Confidential Computing To Secure AI Workloads

Artificial Intelligence (AI), data analytics, and high-performance computing (HPC) are transforming industries such as healthcare, finance, and manufacturing. These workloads rely on distributed systems managing massive datasets with high reliability. As computational demand grows, so does the need for end-to-end data protection.

Traditional security addresses Data at Rest (DAR) and Data in Motion (DIM) through encryption and secure protocols. Yet Data in Use (DIU), data actively processed in memory, remains the weakest link.

Fig. 1: The three stages of data protection: DAR, DIM, and DIU.

Forecasts by Forbes and…

Traditional security addresses Data at Rest (DAR) and Data in Motion (DIM) through encryption and secure protocols. Yet Data in Use (DIU), data actively processed in memory, remains the weakest link.

Fig. 1: The three stages of data protection: DAR, DIM, and DIU.

Forecasts by Forbes and Gartner project sustained double-digit growth in AI and HPC investment through 2027 [1], emphasizing AI security and trusted execution as key enablers. As workloads expand across hybrid and multi-tenant environments, protection must extend beyond storage and network layers.
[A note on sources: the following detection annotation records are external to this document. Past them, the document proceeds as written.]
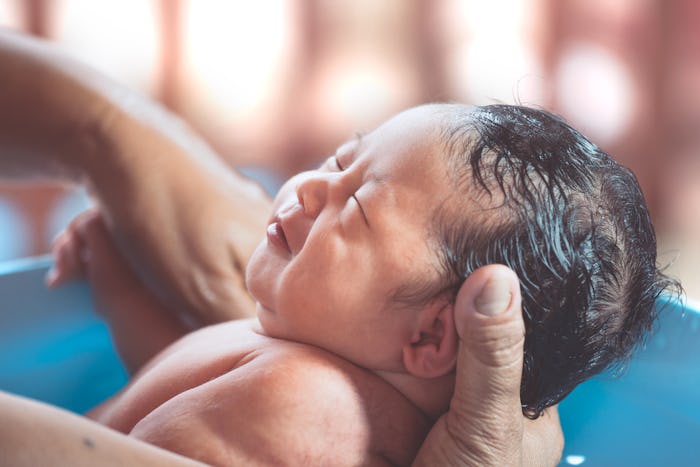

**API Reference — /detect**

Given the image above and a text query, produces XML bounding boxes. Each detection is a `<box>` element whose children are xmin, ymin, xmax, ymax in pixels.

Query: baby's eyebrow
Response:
<box><xmin>335</xmin><ymin>131</ymin><xmax>366</xmax><ymax>155</ymax></box>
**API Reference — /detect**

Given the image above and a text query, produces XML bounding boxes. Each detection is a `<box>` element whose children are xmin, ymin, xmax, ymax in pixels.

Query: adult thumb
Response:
<box><xmin>447</xmin><ymin>264</ymin><xmax>525</xmax><ymax>465</ymax></box>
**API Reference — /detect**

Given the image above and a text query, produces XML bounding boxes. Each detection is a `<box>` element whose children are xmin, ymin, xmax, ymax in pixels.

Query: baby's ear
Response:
<box><xmin>403</xmin><ymin>299</ymin><xmax>459</xmax><ymax>378</ymax></box>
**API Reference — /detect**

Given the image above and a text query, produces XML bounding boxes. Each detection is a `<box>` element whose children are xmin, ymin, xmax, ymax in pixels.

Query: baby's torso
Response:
<box><xmin>93</xmin><ymin>321</ymin><xmax>430</xmax><ymax>465</ymax></box>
Confidential Computing addresses this by safeguarding data during computation. It employs Trusted Execution Environments (TEEs), hardware-protected enclaves that isolate code and data from untrusted software, including operating systems and hypervisors. Together with memory encryption, they ensure sensitive data remains secure throughout its lifecycle.
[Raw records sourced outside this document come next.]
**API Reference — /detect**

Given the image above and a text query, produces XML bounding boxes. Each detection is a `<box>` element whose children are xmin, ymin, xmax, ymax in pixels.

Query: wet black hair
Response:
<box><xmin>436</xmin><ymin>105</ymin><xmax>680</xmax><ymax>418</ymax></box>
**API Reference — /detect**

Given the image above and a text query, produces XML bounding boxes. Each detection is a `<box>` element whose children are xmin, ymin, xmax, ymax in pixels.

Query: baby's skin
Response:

However, flawed TEE implementations can introduce vulnerabilities. Attacks such as TEE.fail [2] and Battering RAM [3] show that side-channel or bus-level exploits can extract secrets during execution. This highlights the need for TEEs to minimize off-die data exposure and define verifiable hardware boundaries.
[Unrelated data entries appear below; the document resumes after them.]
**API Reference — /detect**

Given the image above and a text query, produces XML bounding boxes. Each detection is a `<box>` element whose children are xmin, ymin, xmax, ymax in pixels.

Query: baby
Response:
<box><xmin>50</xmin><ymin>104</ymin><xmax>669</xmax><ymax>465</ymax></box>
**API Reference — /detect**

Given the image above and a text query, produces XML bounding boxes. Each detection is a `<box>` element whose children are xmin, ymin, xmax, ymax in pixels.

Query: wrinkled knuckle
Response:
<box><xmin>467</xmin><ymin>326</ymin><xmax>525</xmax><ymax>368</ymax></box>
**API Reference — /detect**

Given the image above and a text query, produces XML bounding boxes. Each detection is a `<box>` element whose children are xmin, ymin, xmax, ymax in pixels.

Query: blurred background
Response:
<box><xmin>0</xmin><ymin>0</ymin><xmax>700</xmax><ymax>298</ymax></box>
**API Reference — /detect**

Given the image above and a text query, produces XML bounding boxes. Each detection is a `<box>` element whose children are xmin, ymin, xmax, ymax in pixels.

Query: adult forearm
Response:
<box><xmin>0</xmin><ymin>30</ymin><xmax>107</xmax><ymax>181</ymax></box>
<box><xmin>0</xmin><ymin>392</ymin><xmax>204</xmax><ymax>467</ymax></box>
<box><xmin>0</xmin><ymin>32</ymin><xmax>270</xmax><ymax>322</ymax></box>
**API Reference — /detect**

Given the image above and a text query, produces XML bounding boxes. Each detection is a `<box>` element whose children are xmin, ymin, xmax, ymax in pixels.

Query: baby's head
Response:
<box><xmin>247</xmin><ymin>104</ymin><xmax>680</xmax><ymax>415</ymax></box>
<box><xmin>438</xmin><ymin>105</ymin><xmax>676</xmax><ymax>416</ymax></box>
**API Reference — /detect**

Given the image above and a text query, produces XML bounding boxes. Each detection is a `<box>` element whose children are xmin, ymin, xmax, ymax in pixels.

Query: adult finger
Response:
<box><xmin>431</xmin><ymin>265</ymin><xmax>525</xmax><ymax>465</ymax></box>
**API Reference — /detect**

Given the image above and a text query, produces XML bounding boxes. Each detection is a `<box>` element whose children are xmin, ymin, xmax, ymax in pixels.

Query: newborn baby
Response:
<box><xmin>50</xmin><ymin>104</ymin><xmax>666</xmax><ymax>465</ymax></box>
This article examines how Confidential Computing principles are applied in heterogeneous architectures to secure AI workloads, covering architectural trends, DIU protection mechanisms, and implications for chip and system designers.

Hardware architecture trends for AI and HPC

Modern compute systems are increasingly heterogeneous. While Central Processing Units (CPUs) remain the general-purpose backbone, AI and HPC workloads rely on specialized accelerators such as Graphics Processing Units (GPUs), Neural Processing Units (NPUs), Data Processing Units (DPUs), and Domain-Specific Accelerators (DSAs) to deliver massive parallelism and energy efficiency. This integration introduces complex data flows across CPU cores, high-bandwidth device memory, and peer-to-peer fabrics [4].

Fig. 2: Example of heterogeneous computing.

Performance-driven designs minimize CPU involvement in data movement, using methodologies like:

Unified Memory Architecture (UMA): Shared memory between CPUs and XPU’s/accelerators to reduce redundant transfers [5].
Computational Storage: Processing near storage devices to alleviate network data motion [6].
GPUDirect Remote Direct Memory Access (RDMA): Direct GPU-to-device communication, bypassing CPU and system memory for lower latency [7].

While these optimizations boost throughput, they expand the attack surface. Unified memory migrations must preserve confidentiality; GPUDirect transfers require authentication and encryption; and storage controllers performing compute become part of the trust perimeter. In short, the performance-optimized data path must also be the secure data path.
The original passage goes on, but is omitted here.